La réforme du régime d'asile européen commun vise les objectifs suivants:

  • rendre le système plus efficace et plus résistant aux pressions migratoires
  • supprimer les facteurs d'attraction ainsi que les mouvements secondaires
  • combattre les abus et apporter un soutien approprié aux États membres les plus touchés

 

2017

23 juin

Les dirigeants de l'UE réaffirment leur volonté de réformer le RAEC

Lors du Conseil européen de juin, les dirigeants de l'UE ont rappelé la nécessité de réformer le régime d'asile commun. "Grâce aux progrès réalisés sous la présidence maltaise, il existe une communauté de vues quant au fait que le RAEC réformé doit permettre de trouver un juste équilibre entre responsabilité et solidarité", ont déclaré les dirigeants.

Le Conseil européen a invité le Conseil à poursuivre les négociations et à modifier les propositions législatives en tant que de besoin, avec le concours de la Commission.

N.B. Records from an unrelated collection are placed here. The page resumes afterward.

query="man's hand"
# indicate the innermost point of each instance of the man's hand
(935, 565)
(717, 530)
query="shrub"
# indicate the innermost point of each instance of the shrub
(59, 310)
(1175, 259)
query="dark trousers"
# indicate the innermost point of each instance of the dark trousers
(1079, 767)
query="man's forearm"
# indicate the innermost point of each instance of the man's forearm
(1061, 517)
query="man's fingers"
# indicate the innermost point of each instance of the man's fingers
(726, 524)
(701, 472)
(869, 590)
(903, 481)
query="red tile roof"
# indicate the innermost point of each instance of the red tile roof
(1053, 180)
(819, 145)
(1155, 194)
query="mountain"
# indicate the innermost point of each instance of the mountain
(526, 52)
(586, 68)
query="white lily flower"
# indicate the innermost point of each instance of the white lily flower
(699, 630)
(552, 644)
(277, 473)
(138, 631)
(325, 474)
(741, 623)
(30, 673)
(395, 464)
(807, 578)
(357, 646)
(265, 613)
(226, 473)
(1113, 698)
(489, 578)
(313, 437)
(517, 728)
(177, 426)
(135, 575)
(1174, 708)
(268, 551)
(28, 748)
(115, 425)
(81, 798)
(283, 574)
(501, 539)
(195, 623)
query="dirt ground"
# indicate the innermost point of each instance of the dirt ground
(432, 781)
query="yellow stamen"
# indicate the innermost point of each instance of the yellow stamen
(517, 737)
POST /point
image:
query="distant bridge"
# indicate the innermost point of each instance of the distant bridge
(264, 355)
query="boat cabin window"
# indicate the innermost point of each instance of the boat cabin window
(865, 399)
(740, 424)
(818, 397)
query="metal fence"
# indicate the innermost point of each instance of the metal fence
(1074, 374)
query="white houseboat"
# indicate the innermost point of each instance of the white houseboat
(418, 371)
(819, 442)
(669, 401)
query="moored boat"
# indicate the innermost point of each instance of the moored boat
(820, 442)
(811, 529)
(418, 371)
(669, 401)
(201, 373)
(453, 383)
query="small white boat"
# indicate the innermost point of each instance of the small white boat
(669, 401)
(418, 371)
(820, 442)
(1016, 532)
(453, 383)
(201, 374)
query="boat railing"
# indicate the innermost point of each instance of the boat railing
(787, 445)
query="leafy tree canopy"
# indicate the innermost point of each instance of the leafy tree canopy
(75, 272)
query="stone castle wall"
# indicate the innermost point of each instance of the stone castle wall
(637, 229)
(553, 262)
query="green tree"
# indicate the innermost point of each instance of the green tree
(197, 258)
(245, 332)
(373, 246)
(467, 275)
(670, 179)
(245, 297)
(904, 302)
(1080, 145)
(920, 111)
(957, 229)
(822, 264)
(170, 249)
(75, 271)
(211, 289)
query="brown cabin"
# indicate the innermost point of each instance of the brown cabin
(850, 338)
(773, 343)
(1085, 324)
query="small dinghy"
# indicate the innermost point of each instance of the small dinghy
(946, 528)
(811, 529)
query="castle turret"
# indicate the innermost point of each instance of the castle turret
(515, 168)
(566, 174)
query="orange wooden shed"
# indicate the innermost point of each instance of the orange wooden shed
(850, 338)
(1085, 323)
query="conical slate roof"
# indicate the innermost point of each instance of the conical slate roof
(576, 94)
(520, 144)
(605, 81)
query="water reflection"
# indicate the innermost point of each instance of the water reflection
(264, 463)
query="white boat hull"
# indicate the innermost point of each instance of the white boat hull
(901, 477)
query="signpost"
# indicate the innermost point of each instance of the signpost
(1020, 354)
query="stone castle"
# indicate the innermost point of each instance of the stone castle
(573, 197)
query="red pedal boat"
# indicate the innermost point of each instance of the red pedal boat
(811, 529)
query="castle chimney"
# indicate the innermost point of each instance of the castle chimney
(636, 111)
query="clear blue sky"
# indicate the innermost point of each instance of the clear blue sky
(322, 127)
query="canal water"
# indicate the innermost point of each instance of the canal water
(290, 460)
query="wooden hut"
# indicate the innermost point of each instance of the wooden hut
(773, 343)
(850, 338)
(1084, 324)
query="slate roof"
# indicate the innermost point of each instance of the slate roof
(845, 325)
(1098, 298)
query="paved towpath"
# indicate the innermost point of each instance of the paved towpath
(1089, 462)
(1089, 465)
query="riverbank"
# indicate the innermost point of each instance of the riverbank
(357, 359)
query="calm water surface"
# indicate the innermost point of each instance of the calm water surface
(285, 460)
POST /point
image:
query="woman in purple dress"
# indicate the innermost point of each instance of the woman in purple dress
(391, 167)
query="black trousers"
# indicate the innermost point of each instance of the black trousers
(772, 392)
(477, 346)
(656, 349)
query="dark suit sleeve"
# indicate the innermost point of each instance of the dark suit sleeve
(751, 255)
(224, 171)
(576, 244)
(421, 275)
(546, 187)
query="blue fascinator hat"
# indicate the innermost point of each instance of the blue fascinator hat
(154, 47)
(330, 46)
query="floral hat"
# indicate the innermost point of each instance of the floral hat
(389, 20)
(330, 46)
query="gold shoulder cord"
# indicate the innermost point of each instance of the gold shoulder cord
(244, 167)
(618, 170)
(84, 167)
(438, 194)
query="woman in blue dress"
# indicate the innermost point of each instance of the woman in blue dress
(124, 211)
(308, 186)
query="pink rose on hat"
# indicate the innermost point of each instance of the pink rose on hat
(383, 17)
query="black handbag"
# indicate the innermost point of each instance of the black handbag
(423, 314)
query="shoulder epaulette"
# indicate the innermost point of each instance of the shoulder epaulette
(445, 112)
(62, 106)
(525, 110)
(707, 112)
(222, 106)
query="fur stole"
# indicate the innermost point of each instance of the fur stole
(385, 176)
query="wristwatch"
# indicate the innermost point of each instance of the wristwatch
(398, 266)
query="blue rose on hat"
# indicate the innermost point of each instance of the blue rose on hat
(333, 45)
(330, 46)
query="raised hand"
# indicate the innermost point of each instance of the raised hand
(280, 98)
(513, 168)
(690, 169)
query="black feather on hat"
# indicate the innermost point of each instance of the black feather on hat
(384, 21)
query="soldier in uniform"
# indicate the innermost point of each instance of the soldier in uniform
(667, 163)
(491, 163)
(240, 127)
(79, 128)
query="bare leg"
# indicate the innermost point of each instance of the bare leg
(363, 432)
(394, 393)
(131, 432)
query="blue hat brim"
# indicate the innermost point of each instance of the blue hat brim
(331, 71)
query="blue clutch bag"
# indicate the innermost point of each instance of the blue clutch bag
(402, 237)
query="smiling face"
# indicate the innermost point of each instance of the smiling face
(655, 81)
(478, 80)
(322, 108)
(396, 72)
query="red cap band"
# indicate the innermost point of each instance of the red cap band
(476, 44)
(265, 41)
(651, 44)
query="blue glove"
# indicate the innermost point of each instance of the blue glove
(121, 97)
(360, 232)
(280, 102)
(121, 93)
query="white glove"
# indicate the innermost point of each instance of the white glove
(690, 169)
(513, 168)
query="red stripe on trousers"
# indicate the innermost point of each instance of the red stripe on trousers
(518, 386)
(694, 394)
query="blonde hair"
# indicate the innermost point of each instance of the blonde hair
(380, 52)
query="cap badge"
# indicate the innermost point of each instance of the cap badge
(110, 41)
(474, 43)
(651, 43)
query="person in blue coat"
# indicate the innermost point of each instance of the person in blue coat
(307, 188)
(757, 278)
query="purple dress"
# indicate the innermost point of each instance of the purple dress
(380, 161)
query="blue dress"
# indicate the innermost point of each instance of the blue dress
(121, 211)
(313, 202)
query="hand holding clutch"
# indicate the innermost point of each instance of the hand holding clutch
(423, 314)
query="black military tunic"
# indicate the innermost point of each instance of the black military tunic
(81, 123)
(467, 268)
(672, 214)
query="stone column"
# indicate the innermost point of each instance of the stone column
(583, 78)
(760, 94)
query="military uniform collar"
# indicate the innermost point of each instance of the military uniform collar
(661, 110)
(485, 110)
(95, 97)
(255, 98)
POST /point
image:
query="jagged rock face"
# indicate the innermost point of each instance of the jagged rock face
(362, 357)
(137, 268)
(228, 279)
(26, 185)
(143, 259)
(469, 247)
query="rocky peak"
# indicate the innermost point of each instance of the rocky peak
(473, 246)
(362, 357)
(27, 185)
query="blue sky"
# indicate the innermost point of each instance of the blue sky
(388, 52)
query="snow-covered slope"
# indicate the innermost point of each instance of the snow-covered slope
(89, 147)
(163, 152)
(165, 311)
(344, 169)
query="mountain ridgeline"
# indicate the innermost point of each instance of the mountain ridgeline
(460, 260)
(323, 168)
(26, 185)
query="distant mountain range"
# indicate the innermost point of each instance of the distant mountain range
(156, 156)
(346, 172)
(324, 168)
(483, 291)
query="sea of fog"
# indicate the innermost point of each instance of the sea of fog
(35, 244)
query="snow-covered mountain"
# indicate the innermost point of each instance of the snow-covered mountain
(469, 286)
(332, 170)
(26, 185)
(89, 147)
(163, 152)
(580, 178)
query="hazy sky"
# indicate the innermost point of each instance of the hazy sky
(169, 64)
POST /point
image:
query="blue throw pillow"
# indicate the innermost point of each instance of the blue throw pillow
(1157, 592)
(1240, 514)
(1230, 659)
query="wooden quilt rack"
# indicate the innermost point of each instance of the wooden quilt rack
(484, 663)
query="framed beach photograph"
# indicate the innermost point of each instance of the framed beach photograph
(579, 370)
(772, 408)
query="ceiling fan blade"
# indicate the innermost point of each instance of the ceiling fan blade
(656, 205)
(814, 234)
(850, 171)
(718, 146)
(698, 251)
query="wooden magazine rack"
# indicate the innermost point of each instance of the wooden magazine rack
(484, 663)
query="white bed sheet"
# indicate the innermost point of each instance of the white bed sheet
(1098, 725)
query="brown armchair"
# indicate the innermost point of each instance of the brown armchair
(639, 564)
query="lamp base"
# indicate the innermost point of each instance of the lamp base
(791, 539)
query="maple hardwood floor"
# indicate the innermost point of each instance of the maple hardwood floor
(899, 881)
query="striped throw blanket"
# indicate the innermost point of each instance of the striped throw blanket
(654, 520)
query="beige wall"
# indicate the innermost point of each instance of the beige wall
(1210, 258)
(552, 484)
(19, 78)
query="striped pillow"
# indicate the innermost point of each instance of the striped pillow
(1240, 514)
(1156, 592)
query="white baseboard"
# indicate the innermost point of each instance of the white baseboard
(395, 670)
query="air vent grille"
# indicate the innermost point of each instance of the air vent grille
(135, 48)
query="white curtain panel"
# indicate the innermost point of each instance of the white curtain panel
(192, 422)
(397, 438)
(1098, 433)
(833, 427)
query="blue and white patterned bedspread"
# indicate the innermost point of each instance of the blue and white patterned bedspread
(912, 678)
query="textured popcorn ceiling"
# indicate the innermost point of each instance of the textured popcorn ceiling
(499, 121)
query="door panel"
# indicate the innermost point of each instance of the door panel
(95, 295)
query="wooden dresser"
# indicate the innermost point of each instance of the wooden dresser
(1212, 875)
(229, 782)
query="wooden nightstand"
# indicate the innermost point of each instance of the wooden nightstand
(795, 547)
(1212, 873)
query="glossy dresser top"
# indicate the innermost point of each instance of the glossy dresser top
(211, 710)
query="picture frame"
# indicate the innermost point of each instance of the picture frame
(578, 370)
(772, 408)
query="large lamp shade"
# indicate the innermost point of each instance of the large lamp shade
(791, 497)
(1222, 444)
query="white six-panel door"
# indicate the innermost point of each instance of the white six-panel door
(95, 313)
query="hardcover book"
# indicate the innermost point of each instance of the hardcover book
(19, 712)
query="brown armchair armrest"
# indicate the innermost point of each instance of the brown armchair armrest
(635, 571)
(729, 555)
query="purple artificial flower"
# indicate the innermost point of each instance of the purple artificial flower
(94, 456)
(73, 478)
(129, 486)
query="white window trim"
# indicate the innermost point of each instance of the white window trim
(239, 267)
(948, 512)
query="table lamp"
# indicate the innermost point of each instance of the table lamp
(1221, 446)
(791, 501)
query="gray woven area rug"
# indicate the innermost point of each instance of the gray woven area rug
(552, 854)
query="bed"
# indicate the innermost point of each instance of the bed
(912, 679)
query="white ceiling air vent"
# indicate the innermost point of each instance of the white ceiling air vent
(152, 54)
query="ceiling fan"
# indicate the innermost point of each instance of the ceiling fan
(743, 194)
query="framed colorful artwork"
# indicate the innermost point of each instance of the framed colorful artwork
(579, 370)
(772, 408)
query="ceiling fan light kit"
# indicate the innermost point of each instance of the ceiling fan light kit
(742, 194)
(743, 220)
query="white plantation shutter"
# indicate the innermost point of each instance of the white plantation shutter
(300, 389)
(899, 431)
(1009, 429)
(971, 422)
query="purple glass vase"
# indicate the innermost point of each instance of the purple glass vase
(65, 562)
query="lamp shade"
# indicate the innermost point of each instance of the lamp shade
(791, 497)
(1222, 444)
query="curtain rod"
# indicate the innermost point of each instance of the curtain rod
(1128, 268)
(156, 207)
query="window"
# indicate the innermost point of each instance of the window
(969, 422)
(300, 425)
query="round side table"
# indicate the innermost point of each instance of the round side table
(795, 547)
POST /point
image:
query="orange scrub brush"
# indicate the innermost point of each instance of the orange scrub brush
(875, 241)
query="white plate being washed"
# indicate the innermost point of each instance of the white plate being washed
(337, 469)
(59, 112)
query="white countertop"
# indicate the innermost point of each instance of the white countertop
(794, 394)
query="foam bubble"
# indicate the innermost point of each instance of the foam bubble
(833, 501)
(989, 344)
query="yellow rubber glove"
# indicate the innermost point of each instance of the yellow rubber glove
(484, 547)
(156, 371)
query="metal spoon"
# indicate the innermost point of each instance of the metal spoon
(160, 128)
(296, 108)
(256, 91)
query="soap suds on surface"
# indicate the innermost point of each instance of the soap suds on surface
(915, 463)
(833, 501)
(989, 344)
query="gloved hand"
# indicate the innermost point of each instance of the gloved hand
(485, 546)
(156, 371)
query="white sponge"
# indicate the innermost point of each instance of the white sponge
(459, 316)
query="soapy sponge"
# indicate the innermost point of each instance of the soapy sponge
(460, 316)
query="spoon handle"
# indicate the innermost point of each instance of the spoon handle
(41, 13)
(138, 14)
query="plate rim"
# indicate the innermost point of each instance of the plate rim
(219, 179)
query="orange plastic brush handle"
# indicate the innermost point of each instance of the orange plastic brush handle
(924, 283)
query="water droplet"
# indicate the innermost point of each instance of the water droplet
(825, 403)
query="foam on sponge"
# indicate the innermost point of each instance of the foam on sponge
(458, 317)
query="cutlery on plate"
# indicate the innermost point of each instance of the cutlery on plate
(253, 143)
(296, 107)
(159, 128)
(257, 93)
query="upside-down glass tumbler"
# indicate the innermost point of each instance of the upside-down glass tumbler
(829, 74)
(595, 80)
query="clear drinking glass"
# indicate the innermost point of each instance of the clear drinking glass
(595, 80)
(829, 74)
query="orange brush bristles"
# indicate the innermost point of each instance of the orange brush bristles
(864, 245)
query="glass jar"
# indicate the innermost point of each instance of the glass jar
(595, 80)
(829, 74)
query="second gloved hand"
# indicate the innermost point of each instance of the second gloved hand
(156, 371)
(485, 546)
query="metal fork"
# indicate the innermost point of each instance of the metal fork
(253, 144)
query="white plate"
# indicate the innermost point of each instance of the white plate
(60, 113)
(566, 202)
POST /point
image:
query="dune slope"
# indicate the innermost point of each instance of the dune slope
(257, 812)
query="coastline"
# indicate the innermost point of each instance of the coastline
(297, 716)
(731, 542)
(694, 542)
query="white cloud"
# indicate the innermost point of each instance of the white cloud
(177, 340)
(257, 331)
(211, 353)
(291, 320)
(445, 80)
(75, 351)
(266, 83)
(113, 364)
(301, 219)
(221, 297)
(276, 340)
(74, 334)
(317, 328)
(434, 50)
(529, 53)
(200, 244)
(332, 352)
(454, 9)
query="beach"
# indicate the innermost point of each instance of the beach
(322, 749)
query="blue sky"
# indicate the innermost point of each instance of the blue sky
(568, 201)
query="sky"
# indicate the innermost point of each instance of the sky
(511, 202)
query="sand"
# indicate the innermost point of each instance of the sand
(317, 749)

Contrôles temporaires aux frontières intérieures

En raison de la crise des migrants et des réfugiés, plusieurs États membres sont confrontés à des manquements dans l'exécution de contrôles efficaces aux frontières extérieures. Ces manquements ont déclenché des mouvements secondaires de migrants en situation irrégulière, faisant peser une menace grave sur l'ordre public ou la sécurité intérieure dans plusieurs États membres.

En février 2017, le Conseil a adopté une recommandation visant à prolonger les contrôles temporaires aux frontières intérieures en Autriche, en Allemagne, au Danemark, en Suède et en Norvège. Ces contrôles ne peuvent s'effectuer que sur des tronçons précis de leurs frontières et leur durée ne peut excéder trois mois. Cette décision fait suite à la prolongation de six mois des contrôles internes temporaires dans ces pays décidée en mai 2016 et à leur prolongation pour trois mois décidée en novembre 2016.

La décision initiale de mai 2016 faisait suite à l'adoption, en février 2016, d'une recommandation de la Commission visant à remédier à une série de manquements constatés dans l'application par la Grèce de l'acquis de Schengen dans le domaine de la gestion des frontières extérieures.

En vertu du code frontières Schengen, si, trois mois après la date d'adoption d'une telle recommandation, des manquements graves persistent et les mesures prises s'avèrent insuffisantes, la Commission peut déclencher l'application de la procédure prévue à l'article 29.

Cette procédure permet à la Commission de proposer une recommandation, à adopter par le Conseil, afin de réintroduire les contrôles aux frontières pour une ou plusieurs frontières intérieures. Ces contrôles peuvent être instaurés pour une durée n'excédant pas six mois. Ils peuvent être prolongés par périodes supplémentaires de six mois pour une durée totale n'excédant pas deux ans.